Wednesday, March 12, 2025

Over and Over and Over Again

I'm amused at how often themes pop up in a suspiciously repetitive way.  I'll read something about a personal inventory, for instance, and then the idea of looking closely at myself will show up in a few different sources from wildly varying disciplines.  I find with a close reading the Alcoholics Anonymous reveals itself to be quite repetitive.  Bill W and Doctor Bob knew alcoholics don't listen very well so they said the same few things over and over to make sure something sunk in.

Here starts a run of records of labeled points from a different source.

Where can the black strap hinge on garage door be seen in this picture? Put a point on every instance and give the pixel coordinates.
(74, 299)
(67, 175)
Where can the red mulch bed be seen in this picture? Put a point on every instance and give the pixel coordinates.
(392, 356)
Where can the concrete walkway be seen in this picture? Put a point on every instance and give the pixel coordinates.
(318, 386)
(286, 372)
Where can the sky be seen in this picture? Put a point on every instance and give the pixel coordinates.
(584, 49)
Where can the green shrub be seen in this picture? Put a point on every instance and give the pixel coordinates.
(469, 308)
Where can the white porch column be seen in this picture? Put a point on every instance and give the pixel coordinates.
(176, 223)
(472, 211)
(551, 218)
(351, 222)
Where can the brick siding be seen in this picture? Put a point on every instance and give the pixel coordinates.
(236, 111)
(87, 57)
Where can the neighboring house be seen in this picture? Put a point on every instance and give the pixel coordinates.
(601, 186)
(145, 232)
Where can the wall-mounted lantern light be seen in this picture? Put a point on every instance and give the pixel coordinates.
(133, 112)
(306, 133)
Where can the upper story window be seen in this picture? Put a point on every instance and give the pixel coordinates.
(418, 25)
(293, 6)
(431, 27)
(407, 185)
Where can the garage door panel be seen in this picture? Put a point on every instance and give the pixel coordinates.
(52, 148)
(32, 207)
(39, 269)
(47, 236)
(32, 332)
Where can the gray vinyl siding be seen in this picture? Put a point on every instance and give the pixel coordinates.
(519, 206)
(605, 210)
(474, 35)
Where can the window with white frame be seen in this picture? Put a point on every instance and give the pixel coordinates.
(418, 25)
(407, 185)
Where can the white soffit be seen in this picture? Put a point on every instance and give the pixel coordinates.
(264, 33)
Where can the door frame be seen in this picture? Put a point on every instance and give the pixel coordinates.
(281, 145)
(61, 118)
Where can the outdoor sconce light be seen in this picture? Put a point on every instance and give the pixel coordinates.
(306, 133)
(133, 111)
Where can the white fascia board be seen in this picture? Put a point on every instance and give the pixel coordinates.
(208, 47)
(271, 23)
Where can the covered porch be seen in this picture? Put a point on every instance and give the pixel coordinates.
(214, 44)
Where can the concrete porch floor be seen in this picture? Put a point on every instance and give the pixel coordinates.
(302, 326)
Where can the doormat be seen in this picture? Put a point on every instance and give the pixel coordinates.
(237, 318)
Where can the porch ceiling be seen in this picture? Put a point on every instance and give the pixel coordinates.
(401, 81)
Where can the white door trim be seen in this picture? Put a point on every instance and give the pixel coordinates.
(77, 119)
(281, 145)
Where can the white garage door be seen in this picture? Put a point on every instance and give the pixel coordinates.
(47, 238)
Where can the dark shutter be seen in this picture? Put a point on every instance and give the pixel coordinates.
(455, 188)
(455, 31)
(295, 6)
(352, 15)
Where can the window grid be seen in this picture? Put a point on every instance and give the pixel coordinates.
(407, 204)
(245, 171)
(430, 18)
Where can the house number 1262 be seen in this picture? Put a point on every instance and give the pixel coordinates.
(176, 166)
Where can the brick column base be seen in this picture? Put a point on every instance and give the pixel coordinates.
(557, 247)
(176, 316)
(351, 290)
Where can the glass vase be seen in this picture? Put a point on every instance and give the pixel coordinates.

To wit: "This is the time to talk kindly to ourselves.  When time begins to depress, some time alone is not a bad thing.  And there's nothing wrong with being alone.  Who is better company than we are?  Who is more important to our well-being?  Never say it is not worth the trouble to celebrate alone.  When we are good friends with ourselves, we are good for others.  Every person knows that it is important to enjoy a time of perfect solitude and celebration.  We need to know that when we all come together we will have something to offer - ourselves."  Cherokee Lady

And then right next door: "If we had been seeking strength through control over ourselves and others, we discover that was only a false version of strength, that truth and inherent strength appear in moments of deep silence and wholeness when we rest unshakably with things as they are."  Buddhist Dude

For a number of years I had as my company about six hundred and thirteen screaming, gibbering maniacs living in my head.  I found it almost impossible to be alone.  I would go to a meeting every  day after work and I would sit in the mall on Saturday just so I could be doing something.  I could not tolerate the silence.  Music was always playing.  I needed sound to drown out these idiots.  Today I'm happy to say that my life is - to my way of thinking - a healthy mix of people and no people.  Human beings are by nature social beings so time spent with others is healthy and normal.  Human beings by nature irritate the shit out of me most of the time so sitting quietly with myself is healthy and normal.  Too much time alone and I get jiggy and too much time with others and I get murderous.

If I read one more thing about solitude being healthy I may get real murderous.